Throughout the past 30 years Florida State has had some wide receivers that were dynamic game-changers. On one play these athletes were able to turn the tide of a game towards the Seminoles favor, and often these plays were highlight reel plays that left you picking up your jaw. Peter Warrick is considered one of the very best to have played at FSU, and had it not been for the Dillard's fiasco, a Heisman Award would have established him as one of the best collegiate players ever.

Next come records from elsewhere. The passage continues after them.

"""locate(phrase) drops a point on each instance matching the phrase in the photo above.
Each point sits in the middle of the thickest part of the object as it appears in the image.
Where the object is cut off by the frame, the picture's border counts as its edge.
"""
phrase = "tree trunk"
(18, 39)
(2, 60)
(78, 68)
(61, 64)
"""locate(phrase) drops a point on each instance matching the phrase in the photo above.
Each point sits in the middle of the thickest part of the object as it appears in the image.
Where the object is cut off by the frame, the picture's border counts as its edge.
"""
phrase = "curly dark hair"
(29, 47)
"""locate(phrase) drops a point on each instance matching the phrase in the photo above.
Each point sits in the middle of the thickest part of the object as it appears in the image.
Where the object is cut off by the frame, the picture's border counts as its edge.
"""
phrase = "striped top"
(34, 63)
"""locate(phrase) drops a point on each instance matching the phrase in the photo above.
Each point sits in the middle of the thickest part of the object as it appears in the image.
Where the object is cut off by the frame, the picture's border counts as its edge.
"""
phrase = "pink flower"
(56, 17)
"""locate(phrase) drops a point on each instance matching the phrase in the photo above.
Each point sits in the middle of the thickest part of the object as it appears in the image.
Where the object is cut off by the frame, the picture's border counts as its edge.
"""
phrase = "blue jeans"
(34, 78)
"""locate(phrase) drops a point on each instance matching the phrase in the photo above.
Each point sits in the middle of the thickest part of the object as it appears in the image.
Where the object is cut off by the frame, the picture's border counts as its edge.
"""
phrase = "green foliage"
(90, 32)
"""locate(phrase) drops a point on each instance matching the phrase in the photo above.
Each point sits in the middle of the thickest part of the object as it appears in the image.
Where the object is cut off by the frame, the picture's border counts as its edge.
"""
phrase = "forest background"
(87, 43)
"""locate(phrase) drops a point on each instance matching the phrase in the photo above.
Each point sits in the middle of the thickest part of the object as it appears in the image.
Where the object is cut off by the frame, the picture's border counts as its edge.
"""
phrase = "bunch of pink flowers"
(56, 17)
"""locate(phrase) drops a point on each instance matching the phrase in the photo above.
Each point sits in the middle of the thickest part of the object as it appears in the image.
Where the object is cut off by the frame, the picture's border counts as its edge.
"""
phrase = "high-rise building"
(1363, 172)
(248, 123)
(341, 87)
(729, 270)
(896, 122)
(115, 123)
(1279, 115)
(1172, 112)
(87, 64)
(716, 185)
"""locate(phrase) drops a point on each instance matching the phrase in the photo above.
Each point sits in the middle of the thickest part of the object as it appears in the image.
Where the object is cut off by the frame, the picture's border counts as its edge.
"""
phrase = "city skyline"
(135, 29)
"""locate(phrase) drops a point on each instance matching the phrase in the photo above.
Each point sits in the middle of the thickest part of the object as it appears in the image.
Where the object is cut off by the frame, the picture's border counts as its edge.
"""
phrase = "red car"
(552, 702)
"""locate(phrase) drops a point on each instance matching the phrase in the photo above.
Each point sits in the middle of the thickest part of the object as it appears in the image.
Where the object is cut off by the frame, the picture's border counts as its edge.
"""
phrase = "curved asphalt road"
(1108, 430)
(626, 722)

Warrick was a star at Florida State, and was among the best offensive players in the country during his college career. A two time consensus All-American wide receiver, he was nicknamed "The Great One" for his ability to score every time he touched the ball. He led Florida State to National Championship appearances in 1998 and 1999. In 1999 Florida State was the first team to ever go "wire to wire" - ranking first in the polls throughout the season. Warrick was the MVP of the 2000 Sugar Bowl with over 160 yards receiving and 3 touchdowns, including a 59-yard punt return. Warrick also is the only person to score 20 total points by one individual player in the Louisiana Superdome in New Orleans.
The two-time consensus All-American had more touchdown receptions (32) than any player in FSU history and finished his career as the ACC's all-time receiving yardage leader with 3,517. Warrick finished second to Ron Sellers on FSU's career receiving yards list and receptions chart with 207 catches. Peter carried a school record streak of 40 straight games with at least one catch into the Sugar Bowl, and then set a bowl record by scoring three touchdowns and adding a two point conversion.

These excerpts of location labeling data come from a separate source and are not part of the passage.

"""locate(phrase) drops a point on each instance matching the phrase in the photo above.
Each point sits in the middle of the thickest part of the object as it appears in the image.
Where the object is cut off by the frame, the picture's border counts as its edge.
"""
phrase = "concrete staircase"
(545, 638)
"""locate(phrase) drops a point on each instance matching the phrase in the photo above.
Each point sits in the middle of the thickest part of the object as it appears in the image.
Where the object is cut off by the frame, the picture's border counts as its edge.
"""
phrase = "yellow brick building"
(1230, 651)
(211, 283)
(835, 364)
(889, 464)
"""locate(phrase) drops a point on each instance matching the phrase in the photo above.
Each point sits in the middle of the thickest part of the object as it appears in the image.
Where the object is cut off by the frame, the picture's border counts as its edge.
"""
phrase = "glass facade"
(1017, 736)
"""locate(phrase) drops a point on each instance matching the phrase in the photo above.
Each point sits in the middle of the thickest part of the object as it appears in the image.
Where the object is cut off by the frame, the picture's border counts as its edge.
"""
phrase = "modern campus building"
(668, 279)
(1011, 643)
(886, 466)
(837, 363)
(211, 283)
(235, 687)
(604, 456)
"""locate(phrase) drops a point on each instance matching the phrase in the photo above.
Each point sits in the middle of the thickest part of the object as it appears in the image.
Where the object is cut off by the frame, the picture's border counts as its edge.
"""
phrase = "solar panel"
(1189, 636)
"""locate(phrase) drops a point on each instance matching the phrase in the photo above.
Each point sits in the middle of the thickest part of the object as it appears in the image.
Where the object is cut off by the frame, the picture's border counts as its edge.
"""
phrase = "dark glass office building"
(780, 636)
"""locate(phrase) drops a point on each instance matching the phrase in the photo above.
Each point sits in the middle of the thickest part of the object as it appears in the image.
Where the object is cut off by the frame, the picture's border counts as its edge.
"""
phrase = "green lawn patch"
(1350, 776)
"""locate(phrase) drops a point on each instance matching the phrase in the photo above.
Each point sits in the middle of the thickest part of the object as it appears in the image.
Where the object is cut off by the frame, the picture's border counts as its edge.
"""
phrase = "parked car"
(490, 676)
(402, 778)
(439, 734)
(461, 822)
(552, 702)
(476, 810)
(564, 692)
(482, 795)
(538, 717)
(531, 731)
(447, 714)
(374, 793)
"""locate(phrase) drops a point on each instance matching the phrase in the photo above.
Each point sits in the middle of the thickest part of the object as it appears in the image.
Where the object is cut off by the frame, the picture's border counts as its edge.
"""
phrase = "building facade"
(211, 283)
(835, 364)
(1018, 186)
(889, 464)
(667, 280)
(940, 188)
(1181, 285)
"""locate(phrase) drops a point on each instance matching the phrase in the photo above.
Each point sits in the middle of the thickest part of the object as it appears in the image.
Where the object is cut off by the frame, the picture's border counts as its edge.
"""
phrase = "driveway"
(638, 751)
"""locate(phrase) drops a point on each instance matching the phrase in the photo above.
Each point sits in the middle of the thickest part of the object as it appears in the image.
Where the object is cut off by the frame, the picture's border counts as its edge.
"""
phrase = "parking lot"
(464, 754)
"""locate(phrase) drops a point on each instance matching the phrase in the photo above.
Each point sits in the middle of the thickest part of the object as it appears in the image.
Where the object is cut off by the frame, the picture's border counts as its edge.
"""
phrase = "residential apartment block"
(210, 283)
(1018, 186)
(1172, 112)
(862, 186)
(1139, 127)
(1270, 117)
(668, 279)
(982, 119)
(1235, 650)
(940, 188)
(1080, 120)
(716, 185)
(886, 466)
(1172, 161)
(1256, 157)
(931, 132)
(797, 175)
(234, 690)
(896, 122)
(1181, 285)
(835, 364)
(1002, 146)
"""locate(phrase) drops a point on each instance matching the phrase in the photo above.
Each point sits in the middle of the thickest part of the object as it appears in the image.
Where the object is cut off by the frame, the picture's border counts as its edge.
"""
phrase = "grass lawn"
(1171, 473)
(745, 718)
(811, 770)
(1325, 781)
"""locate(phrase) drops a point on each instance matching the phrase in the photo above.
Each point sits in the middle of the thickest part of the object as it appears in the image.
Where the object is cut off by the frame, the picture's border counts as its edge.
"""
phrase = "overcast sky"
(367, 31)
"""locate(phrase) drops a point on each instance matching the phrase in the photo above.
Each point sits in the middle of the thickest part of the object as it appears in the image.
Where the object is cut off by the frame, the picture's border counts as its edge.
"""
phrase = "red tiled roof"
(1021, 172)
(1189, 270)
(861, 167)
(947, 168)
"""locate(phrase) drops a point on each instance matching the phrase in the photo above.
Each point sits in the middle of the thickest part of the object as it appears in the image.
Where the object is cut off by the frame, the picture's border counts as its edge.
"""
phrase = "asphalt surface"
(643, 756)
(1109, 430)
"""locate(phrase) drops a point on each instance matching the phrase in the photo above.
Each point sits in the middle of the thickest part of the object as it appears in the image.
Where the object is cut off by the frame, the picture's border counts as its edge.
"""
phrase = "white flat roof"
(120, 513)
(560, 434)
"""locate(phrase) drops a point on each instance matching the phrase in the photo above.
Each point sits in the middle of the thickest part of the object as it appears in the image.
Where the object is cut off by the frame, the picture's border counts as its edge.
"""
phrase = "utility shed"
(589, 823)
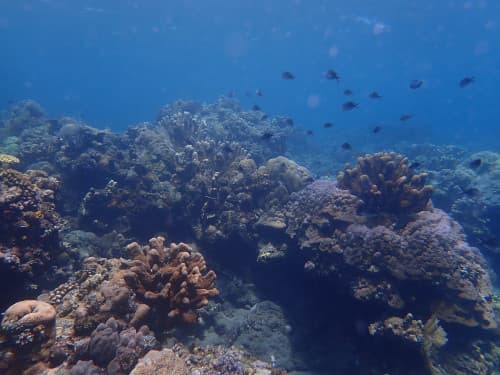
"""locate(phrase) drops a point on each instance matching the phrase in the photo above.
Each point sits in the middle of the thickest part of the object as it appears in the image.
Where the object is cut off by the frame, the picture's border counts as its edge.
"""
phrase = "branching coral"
(386, 183)
(27, 332)
(173, 279)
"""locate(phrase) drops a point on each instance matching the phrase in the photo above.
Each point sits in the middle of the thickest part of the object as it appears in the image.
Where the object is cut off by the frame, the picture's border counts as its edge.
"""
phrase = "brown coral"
(28, 313)
(386, 183)
(27, 332)
(174, 278)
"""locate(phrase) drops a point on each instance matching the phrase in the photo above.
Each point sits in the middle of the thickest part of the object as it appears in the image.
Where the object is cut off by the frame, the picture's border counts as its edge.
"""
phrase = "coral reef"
(429, 250)
(30, 250)
(385, 183)
(27, 333)
(371, 243)
(468, 194)
(173, 280)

What made Warrick so dangerous was that he was the best punt returner in college when he was at FSU. Peter averaged 13.1 yards per return during his career at FSU and scored 2 touchdowns. Often times his returns would set up FSU's dynamic offense and put them in easy scoring positions. As a senior a lot of teams didn't kick to him as he only had 18 returns on the season.

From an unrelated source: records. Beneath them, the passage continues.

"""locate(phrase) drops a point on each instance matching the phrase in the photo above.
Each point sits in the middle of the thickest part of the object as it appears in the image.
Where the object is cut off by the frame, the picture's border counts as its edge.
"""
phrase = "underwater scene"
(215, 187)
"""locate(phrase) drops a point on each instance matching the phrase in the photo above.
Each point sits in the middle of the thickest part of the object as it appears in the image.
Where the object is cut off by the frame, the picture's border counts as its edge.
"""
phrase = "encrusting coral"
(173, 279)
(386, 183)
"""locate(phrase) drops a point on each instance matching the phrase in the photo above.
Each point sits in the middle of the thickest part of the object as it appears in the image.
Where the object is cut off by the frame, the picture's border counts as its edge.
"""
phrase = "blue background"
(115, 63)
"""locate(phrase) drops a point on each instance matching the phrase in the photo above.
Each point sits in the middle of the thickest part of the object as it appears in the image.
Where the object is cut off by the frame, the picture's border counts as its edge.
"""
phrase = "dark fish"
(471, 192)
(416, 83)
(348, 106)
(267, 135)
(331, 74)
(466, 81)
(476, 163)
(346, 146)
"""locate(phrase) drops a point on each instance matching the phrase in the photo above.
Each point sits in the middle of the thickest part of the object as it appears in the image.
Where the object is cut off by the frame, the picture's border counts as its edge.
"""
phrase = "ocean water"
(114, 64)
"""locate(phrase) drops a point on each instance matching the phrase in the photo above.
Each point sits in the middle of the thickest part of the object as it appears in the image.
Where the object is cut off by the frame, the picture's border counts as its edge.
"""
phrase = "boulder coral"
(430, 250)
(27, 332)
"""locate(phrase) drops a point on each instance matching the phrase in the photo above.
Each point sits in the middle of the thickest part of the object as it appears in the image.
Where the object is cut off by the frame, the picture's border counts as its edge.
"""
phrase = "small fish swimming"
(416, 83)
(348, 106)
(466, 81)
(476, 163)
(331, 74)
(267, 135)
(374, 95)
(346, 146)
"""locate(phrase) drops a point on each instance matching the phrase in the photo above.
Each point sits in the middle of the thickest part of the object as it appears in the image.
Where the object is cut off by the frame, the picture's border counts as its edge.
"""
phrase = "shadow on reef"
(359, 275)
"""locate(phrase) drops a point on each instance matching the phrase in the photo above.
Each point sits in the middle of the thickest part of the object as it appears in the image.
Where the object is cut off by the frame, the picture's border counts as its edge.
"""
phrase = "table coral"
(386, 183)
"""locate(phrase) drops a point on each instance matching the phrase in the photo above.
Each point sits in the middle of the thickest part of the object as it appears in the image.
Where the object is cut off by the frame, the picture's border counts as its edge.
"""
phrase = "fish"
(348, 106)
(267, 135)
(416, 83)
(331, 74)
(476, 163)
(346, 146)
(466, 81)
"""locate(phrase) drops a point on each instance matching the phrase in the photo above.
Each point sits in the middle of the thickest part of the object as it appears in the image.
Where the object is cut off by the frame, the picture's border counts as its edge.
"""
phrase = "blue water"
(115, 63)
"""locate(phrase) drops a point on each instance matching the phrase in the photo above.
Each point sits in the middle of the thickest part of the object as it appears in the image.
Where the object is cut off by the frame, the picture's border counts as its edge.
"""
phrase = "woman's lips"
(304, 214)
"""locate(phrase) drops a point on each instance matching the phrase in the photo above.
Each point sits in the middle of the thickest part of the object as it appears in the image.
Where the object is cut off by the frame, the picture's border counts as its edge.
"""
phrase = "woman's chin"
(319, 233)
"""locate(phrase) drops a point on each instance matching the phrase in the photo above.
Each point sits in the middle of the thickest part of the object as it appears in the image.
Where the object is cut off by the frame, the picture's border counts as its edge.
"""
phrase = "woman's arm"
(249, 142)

In 1999, as a senior, Warrick caught 71 passes for 934 yards and eight touchdowns, averaging 13.2 yards per reception. He also ran for 96 yards on 16 carries and three touchdowns and lined up at quarterback several times during the season, running for two scores and throwing for a touchdown. He caught at least six passes in eight of his nine regular season appearances as a senior. All of his early success led to him being the clear-cut favorite to win the Heisman, but made the error in judgment with the Dillard's fiasco.
At the time of his arrest, Warrick was considered by many as the front-runner for the Heisman Trophy Award with 36 catches for 508 yards and four touchdowns on the season. The Seminoles receiver was scoring touchdowns on highlight-film type runs and receptions and was in the national spotlight every week. Warrick's error left a sour taste in many Seminole fans because of the hit it put on FSU's reputation. This incident has caused fans to devalue what Peter did at FSU, but no one can argue that Peter wasn't a special player and an All-time great for the Noles.